To fix this problem, Senator Tuberville joined his colleagues in introducing the Guaranteeing Healthcare Access to all Personnel who Served (GHAPS) Act to identify persistent gaps and craft innovative solutions to meet the unique needs of every veteran and to make certain all veterans receive quality and timely care.
The GHAPS Act would:
- Codify access standards for the Veterans Community Care Program.
- Create access standards for community care delivery to ensure veterans receive timely care in their own community.
- Direct the VA to create a strategic plan to ensure the Department is addressing continuity of care issues for veterans.
- Direct the VA to create a tele-health strategic plan to ensure the Department is deploying virtual care effectively, especially for rural veterans.

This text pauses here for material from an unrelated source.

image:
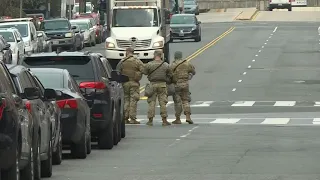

- Ensure all veterans with treatment-resistant depression have access to the necessary evidence-based care to put them on the path to recovery.
- Cut red tape for VA research so that veterans benefit from more timely research-informed care.
Protecting Veterans from Predatory Lawyers
Senator Tuberville has cosponsored legislation to cap fees that trial lawyers can charge in cases representing Marines and other individuals impacted by water contamination at Marine Corps Base Camp Lejeune in North Carolina.
Senator Tuberville joined this effort after receiving reports of attorney fees up to 60 percent, leaving little compensation for victims.
Senator Tommy Tuberville represents Alabama in the United States Senate and is a member of the Senate Armed Services, Agriculture, Veterans’ Affairs, and HELP Committees.